NGS-based data provides information at depths that were previously inaccessible and takes the experimental scenario to a completely new dimension. It has increased the resolution at which we observe or record biological events associated with specific diseases in a real time manner. The idea that large amounts of data can provide us a good amount of information that often remains unidentified or hidden in smaller experimental methods has ushered-in the ‘-omics’ era. The ‘omics’ discipline has witnessed significant progress as instead of studying a single ‘gene’ scientists can now study the whole ‘genome’ of an organism in ‘genomics’ studies within a given amount of time. Similarly, instead of studying the expression or ‘transcription’ of single gene, we can now study the expression of all the genes or the entire ‘transcriptome’ of an organism under ‘transcriptomics’ studies.

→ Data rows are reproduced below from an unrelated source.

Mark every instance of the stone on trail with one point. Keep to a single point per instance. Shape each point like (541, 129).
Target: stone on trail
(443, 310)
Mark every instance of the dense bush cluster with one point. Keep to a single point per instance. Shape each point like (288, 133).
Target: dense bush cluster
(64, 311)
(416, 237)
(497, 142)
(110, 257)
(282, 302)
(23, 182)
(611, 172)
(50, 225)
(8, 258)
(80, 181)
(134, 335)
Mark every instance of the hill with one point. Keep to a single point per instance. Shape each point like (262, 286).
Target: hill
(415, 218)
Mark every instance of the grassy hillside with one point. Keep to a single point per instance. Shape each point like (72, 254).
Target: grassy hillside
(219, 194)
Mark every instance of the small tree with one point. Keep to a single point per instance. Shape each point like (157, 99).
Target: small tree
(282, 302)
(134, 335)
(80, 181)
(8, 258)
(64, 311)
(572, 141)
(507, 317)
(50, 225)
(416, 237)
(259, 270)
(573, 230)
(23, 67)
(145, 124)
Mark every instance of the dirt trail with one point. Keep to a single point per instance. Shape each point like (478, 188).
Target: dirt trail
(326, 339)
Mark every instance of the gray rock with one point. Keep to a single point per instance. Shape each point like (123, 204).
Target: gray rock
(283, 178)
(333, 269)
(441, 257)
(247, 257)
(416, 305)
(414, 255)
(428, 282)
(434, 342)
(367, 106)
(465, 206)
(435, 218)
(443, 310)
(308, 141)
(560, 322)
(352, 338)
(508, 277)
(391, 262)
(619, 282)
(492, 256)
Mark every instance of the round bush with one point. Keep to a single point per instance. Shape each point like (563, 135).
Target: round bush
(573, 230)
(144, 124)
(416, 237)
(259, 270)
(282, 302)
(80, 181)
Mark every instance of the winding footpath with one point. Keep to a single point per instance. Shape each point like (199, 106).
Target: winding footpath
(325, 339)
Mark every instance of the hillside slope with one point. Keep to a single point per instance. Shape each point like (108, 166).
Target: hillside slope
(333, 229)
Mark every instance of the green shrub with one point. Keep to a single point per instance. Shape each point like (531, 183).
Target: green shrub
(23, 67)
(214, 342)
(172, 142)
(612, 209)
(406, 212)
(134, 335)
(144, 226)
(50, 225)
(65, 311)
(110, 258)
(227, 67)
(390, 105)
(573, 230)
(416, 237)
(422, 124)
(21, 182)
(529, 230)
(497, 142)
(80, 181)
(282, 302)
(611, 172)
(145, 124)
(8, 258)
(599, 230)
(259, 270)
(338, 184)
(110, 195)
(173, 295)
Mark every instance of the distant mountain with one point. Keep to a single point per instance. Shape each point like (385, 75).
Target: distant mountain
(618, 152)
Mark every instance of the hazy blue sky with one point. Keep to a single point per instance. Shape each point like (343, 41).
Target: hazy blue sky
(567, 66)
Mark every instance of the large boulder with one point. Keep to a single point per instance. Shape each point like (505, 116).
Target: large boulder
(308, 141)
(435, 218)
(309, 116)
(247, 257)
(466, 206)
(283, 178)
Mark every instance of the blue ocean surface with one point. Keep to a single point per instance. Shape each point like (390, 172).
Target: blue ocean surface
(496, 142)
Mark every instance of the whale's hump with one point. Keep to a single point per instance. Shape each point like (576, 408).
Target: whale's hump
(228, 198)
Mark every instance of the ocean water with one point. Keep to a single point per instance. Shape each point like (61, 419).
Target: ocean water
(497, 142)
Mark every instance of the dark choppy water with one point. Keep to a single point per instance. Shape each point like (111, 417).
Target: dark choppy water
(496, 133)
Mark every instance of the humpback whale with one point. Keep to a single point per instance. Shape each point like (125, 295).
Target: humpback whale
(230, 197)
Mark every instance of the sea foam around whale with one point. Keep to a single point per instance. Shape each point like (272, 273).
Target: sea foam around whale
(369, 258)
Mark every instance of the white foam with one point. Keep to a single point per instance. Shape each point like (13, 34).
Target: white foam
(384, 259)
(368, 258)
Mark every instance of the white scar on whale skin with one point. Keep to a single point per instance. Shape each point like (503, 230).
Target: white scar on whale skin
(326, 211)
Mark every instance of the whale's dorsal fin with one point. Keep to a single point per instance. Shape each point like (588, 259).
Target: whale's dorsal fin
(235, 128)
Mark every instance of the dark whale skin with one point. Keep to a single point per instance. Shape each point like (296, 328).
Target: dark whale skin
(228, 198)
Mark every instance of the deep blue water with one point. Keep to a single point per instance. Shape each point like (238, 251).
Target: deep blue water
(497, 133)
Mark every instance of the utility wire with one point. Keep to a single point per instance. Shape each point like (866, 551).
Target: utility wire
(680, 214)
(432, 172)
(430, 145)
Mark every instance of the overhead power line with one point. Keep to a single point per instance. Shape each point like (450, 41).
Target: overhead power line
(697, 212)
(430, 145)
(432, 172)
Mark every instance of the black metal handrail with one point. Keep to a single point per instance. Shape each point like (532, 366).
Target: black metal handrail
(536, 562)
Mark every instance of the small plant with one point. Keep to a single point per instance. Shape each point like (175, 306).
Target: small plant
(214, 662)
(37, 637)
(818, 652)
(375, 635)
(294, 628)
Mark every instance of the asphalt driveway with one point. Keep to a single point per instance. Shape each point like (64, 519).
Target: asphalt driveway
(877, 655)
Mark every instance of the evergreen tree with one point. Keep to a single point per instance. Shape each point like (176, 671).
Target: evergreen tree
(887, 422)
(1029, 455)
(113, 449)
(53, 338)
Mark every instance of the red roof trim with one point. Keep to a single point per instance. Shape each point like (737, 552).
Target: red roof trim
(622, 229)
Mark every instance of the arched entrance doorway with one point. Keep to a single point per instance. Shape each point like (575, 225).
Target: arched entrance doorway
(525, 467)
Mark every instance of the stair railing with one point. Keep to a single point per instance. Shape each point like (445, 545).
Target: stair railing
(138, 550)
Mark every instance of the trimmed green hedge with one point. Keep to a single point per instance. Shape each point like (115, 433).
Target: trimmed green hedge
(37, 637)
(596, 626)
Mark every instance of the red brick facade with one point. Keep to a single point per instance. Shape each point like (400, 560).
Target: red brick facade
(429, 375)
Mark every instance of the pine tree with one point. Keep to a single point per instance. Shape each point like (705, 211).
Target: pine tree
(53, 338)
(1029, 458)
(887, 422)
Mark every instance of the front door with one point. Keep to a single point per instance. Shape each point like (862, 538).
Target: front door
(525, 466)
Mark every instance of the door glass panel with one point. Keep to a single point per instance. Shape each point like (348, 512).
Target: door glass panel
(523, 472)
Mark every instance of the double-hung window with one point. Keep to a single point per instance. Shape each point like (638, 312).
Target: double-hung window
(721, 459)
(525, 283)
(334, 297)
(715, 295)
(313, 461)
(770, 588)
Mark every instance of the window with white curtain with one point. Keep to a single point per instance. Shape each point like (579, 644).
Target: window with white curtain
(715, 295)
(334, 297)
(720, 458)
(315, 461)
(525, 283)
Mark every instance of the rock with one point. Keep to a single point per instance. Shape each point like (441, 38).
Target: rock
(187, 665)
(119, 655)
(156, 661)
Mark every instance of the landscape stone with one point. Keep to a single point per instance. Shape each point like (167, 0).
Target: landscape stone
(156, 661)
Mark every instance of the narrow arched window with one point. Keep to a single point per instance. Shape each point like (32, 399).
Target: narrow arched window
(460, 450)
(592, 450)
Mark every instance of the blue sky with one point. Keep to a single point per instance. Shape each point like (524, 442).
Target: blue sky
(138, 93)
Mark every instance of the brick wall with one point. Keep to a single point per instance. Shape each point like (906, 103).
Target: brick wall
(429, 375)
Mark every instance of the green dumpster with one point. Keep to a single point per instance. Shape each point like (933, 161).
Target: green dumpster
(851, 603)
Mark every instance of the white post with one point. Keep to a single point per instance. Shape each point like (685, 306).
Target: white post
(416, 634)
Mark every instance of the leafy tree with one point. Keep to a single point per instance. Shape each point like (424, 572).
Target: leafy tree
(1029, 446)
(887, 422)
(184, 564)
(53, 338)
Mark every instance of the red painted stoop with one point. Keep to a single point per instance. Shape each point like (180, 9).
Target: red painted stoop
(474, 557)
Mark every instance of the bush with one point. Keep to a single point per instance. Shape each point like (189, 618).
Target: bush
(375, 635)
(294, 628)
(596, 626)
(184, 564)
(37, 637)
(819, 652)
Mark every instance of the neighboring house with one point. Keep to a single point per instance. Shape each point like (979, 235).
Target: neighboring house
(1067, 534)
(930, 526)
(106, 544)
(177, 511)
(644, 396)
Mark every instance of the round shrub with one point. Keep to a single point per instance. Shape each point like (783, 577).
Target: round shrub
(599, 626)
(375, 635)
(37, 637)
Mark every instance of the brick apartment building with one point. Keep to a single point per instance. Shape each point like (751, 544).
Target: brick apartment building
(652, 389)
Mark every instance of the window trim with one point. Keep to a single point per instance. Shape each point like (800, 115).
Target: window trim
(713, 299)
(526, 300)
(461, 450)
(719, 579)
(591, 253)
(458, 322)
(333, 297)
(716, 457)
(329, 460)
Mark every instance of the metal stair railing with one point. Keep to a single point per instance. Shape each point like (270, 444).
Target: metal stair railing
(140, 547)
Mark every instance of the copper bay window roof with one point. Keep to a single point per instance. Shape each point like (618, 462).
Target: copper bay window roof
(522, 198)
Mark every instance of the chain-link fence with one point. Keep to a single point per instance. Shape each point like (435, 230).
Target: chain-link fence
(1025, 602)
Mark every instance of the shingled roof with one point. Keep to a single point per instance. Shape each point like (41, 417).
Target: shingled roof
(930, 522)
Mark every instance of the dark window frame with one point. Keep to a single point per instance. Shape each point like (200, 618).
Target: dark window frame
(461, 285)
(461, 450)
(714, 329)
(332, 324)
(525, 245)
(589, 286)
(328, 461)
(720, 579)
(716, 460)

Each of these individual tests produces a substantial amount of data that is more detailed than ever. However, this depth and resolution could not offer all the information needed to fully describe a particular mechanism or occurrence. In order to achieve new ideas, one frequently finds themselves evaluating a significant amount of data gathered from several studies. A steady increase of publications on the use of big data in healthcare attests to this fact. The analysis of such large amounts of data from the medical and healthcare systems can greatly aid in the development of new healthcare policies. The most recent technical advancements in data gathering, collection, and analysis have increased hopes for an impending revolution in customised medicine.
Characteristics of big data in healthcare
Due to their abundance of data, EHRs can support clinical decision-making and enable advanced analytics. But today, a sizable percentage of this data is unstructured. Information that does not follow a pre-established model or organisational system is considered unstructured data.
The fact that we can record it in a variety of formats may be the only factor influencing our decision. Another justification for choosing an unstructured format is that structured input methods like drop-down menus, radio buttons, and check boxes sometimes struggle to capture complicated data. For instance, we are only able to capture non-standard information in an unstructured manner when it comes to a patient’s clinical suspicions, socioeconomic data, patient preferences, important lifestyle aspects, and other relevant information. It is challenging to combine such disparate but crucial sources of data into a comprehensible or uniform data format for subsequent algorithmic analysis to comprehend and improve patient care. Nonetheless, the healthcare industry is required to utilize the full potential of these rich streams of information to enhance the patient experience.
It might manifest in the form of improved management, care, and affordable therapies in the healthcare industry. We are a long way from fully utilising the advantages of big data and capturing the insights that result from it. We must systematically handle and analyse the large data in order to accomplish these objectives.